Çevrende hiç mucize olmuyor mu
yoksa senin gözlerin mi perdeli? Bugün işe geldiğimde mesai başlangıcına 15
dakika vardı. Bahçede dolaşıp gireyim dedim. Başladım yürümeye, yürürken de
günlük niyetlerimi yapmaya, şükürlerimi etmeye. “Günün mucizelerini mutlulukla, huzurla,
bereketle seçiyorum” bir yandan da esma-ül hüsna (yaradanın
isimleri) çekiyorum. Ya Vedüd, ya Fettah, ya Rahman… Mucizelerin her yerde
olduğunu düşünürken bir yandan da bugünün mucizesi nerede acaba diyordu zihnim.

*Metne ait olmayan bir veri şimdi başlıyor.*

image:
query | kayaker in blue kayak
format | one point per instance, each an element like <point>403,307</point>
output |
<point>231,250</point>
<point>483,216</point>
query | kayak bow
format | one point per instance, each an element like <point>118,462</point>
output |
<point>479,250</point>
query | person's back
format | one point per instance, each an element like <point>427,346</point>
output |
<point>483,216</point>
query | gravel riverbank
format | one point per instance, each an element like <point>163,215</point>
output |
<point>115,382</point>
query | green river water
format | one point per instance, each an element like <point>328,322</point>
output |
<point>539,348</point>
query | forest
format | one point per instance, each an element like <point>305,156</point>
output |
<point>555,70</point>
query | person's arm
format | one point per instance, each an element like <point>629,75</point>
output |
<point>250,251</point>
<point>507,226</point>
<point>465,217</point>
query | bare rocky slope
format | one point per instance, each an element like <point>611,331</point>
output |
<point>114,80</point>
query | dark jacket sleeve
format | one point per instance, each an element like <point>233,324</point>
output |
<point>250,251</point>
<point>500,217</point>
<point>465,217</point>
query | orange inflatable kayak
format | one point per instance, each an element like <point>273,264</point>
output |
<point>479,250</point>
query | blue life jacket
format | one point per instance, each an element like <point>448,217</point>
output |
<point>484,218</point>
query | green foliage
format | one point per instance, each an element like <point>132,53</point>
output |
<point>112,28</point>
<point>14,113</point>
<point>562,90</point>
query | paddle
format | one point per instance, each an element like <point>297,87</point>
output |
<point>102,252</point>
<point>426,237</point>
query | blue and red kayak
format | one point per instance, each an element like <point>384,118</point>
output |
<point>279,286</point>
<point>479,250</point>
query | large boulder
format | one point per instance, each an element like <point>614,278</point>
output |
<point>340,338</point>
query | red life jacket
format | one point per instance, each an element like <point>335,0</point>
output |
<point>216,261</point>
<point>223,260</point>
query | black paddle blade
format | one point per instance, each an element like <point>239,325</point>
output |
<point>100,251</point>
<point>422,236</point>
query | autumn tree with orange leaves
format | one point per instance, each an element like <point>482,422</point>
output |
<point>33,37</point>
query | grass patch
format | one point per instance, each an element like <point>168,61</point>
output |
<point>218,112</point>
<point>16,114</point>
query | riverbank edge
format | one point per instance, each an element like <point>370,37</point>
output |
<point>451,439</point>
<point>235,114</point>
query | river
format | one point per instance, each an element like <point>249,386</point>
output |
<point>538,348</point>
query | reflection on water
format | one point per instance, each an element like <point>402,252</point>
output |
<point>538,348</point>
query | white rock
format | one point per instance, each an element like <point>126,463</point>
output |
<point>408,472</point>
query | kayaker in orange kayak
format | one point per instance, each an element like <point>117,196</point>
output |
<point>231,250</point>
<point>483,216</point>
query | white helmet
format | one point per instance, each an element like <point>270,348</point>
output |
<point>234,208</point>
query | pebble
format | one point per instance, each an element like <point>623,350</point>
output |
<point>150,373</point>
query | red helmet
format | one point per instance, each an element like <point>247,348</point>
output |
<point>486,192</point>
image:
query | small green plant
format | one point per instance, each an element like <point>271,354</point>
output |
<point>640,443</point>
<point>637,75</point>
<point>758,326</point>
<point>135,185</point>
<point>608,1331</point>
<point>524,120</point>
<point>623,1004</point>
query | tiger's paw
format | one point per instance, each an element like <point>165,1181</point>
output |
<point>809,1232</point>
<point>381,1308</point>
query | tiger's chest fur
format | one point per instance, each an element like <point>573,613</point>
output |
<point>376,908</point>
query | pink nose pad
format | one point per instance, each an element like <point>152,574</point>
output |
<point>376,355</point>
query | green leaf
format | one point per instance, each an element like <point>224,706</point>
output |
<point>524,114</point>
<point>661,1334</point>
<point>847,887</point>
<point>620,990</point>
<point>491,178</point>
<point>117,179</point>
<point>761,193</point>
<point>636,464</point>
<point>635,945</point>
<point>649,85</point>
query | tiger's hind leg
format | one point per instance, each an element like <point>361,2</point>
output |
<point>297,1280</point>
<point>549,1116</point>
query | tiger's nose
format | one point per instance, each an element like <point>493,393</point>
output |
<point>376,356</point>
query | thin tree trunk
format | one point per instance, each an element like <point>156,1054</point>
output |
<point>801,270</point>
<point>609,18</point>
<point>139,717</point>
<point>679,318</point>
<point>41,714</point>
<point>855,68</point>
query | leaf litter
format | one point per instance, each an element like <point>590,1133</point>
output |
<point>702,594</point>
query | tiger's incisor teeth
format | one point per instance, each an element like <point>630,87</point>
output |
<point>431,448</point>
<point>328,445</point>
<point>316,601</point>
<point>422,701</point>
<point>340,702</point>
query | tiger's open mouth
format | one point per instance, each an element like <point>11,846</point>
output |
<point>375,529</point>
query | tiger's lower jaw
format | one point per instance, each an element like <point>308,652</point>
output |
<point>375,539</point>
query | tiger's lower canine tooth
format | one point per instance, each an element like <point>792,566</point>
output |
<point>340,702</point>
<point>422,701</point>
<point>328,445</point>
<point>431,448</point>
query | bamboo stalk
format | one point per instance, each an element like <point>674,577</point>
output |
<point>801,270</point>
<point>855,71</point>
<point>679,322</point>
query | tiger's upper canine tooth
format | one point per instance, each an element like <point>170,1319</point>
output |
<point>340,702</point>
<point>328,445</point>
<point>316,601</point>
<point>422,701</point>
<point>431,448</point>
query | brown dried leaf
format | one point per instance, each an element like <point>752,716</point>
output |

Bir ağacın üzerinden bir küçük kedi kafasını uzattı ardından bir diğeri. Yaklaştım
yanlarına, bir yandan da kaçarlar mı diye düşünüyordum. “Merhaba” diye sevgi
dolu seslenerek geldim yanlarına ve gözlerinin içerisine baktım. İşte günün
mucizesini görmüştüm: dut ağacında iki küçük kedi. Belki çevremizde bunun gibi
bir sürü mucizeler olurken biz o kadar yükseklerde arıyoruz ki göremiyoruz,
sezemiyoruz, kıymetini bilemiyoruz.
Sabah gözümüzü açtık, gördük mucize
Duyduk, kalktık, tuvalete gittik mucize
Sevdiklerimizin cıvıldaşmaları mucize
Mutlulukla kahvaltı etmek mucize
Farkına varmak, öğrenmek mucize…
Ve daha sayamadığımız yüzlerce
mucizeyle karşılaşmamıza rağmen, hayır kabul etmeyip bunları daha büyük
mucizeler peşinde koşarken heba ediyoruz hayatlarımızı. Verilen nimetlerin
değerini bilemiyoruz. Hep bardağın boş tarafı dikkatimizi çekiyor. Yarıya kadar
bizim içtiğimizi, aslında diğer tarafının da dolu olduğunu görmüyoruz. Ben lisedeyken
arkadaşlarımın canı sıkkın olduğunda; onlarla sohbet eder ardından da onları
camın kenarına götürür, gözlerini sıkıca yummalarını ve ardından açmalarını
isterdim. Karanlığın ardında aslında parlak bir güneş olduğunu sadece ona
gözümüzü kapattığımızı söylerdim. Hoşlarına gider daha iyi hissederlerdi. Çünkü
bazen
bildiklerimizi hatırlamaya, bir daha duymaya ihtiyacımız olur.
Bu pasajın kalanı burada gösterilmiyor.